Después de encontrarlo, todavía tenía que resolver cómo llevar semejante vehículo hasta su propiedad. “Llamé a una grúa y le pedí a mi papá que me prestara plata para pagarla. Vino la grúa con un camión, con un chasis bajo, lo levantamos y lo llevamos hasta el hostel”, explicó.
El trolebús viajó en un camión hasta Chacras de Coria y quedó estacionado en la calle, detrás del terreno. Ahí apareció el segundo problema: no había manera de meterlo adentro.
El trolebús no funcionaba y tenía unas dimensiones que hacían imposible moverlo como si fuera un vehículo cualquiera: “Al otro día me puse a buscar en Google cómo hacían los vikingos en la serie para mover cosas pesadas. Pensé: si ellos lo hacían hace 100 años, yo también puedo”.
Consiguió madera en un aserradero y una retroexcavadora. Entre todos fueron levantando el vehículo y colocándolo sobre los troncos para hacerlo avanzar poco a poco. Fue una escena casi absurda: un viejo trolebús canadiense avanzando sobre troncos para entrar al jardín de una propiedad de Chacras de Coria. “Fue una odisea entrarlo”, recordó entre risas.

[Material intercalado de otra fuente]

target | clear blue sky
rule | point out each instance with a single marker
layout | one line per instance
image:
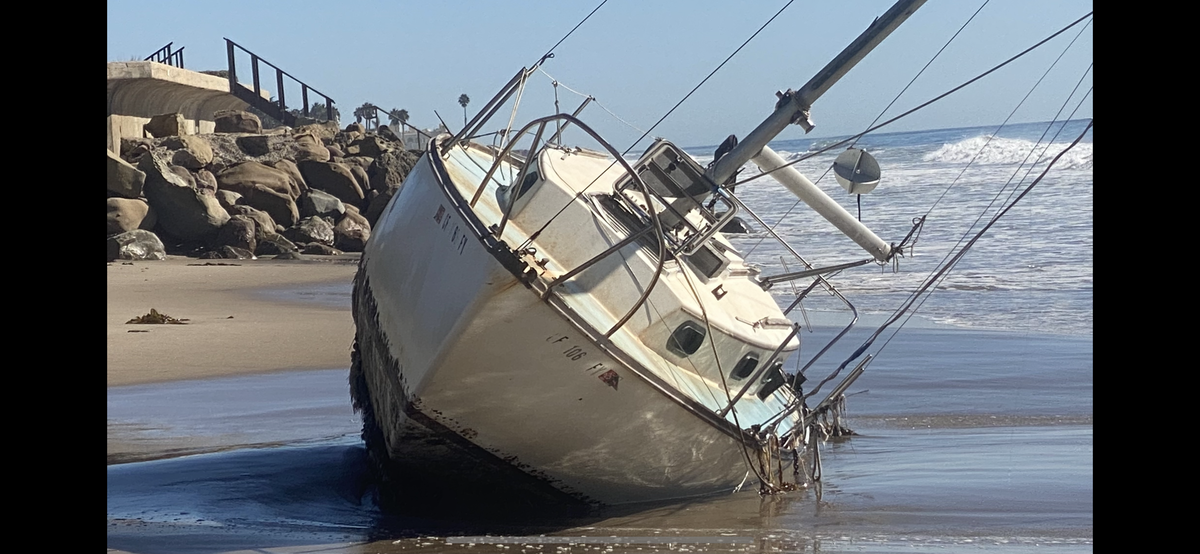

Cuando finalmente entró, Matías sintió que había conseguido lo más difícil. Pero en realidad recién empezaba. “Cuando lo metí estaba feliz de tener semejante bicho, sobre todo por la historia que tenía. Quería reutilizarlo, no quería que quedara abandonado”, expresó.
Sin embargo no fue fácil. El trolebús pasó aproximadamente un año sin convertirse en nada. Lo utilizaba como depósito mientras el hostel seguía funcionando. Cada vez que podía juntar algo de dinero, volvía a invertir en él. Sacó todos los asientos, trabajó sobre el piso, primero con cerámicos y después con porcelanato, modificó las ventanas y empezó a fabricar los muebles junto con familiares y amigos. “Fue remar en dulce de leche”, aseguró.
Un primo que trabaja con metal lo ayudó con parte del mobiliario. Otros amigos fueron colaborando en distintas tareas. Matías aprendió mientras hacía. Y así pasaron los años.
La restauración completa llevó alrededor de ocho años. A los tres, sin embargo, el lugar ya estaba lo suficientemente avanzado como para que pudiera empezar a trabajar allí.
Hasta los detalles más pequeños llevaron tiempo: las luces delanteras y traseras, distintas partes de la carrocería y hasta una bocina inspirada en Los Dukes de Hazzard. Nada parecía demasiado pequeño como para no dedicarle horas. “Yo no tenía idea, mi vida se maneja de forma improvisada”, recordó Matías al recordar aquel proceso. Pero esa improvisación tenía una regla: hacerlo despacio y hacerlo bien.
Hoy, cuando alguien entra al estudio, cuesta imaginar que alguna vez aquel lugar fue simplemente un vehículo abandonado en un desarmadero.
El trolebús conserva por fuera buena parte de su aspecto original. Es largo, ancho y mantiene la estética de fábrica. En uno de sus laterales, la inscripción que alguna vez decía “Empresa provincial de Mendoza” fue reemplazada por una mucho más acorde con su nueva vida: “tatuajes”.